Neste texto, Pedro Madeira esforça-se por distinguir - quanto a nós de forma confusa e não conseguida - o hedonista do eudemonista. Este levantaria dúvidas ao prazer como fonte de uma vida boa. Mas quem não levanta essas dúvidas? É o hedonista superior menos reflexivo do que o eudemonista? Que se saiba, o hedonismo hierarquiza os prazeres em superiores e inferiores. Por exemplo, o epicurismo, um hedonismo superior, considerava os prazeres da amizade e da filosofia superior aos prazeres da comida e da bebida e da luxúria.

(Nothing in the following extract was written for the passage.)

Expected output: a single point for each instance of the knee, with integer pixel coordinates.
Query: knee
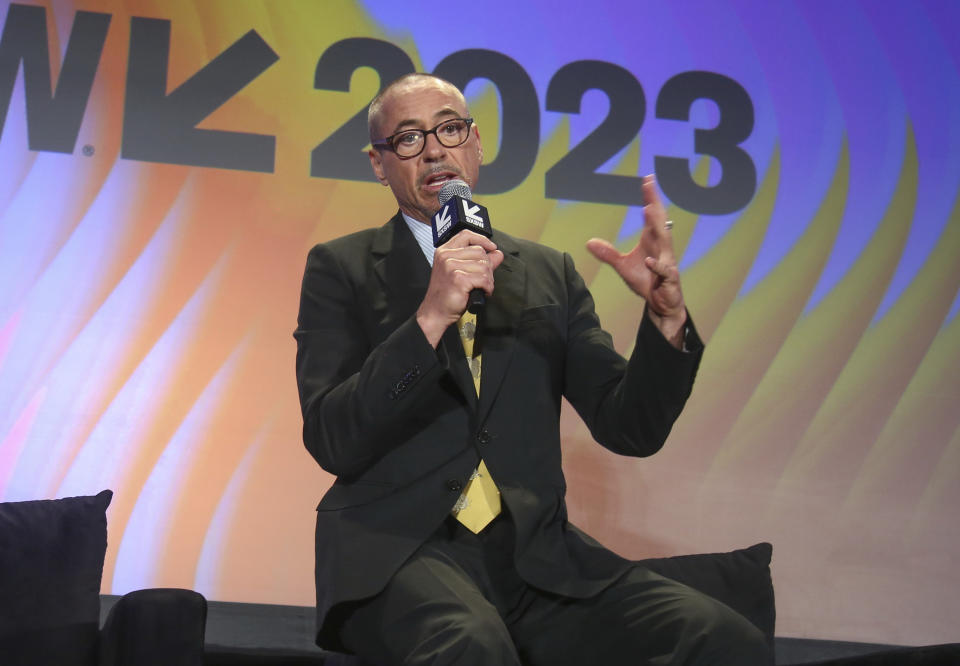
(470, 638)
(722, 636)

Por que razão um eudemonista típico acharia que construir réplicas da Torre Eifel em palitos não faria feliz um artesão? Pedro Madeira, cujo raciocínio é um modelo do labiríntico "pensar analítico" em voga, sem arquitectónica holística, não no-lo explica racionalmente. Mistério... Sustentamos que, pelo contrário, um artesão que soubesse que as múltiplas torres Eifel que construía para venda ao público, além de o recompensarem monetariamente, ajudavam, com uma fracção do lucro cedida á UNICEF, a matar a fome de milhares de crianças desnutridas em África, teria uma vida boa, sentir-se-ia feliz. E um filósofo eudemonista pode ocupar-se a construir uma torre Eifel de palitos e sentir-se feliz com a sua obra do mesmo modo que Heidegger se sentiu feliz ao construir a sua cabana de madeira numa floresta alemã...Um eudemonista típico subscreveria, decerto, a nossa posição.
Podem distinguir-se entre si eudemonismo e hedonismo? Podem, na medida em que se distingue eudemonismo, que é o hedonismo filosófico e ascético-religioso, da modalidade cirenaísta ou sensualista do hedonismo.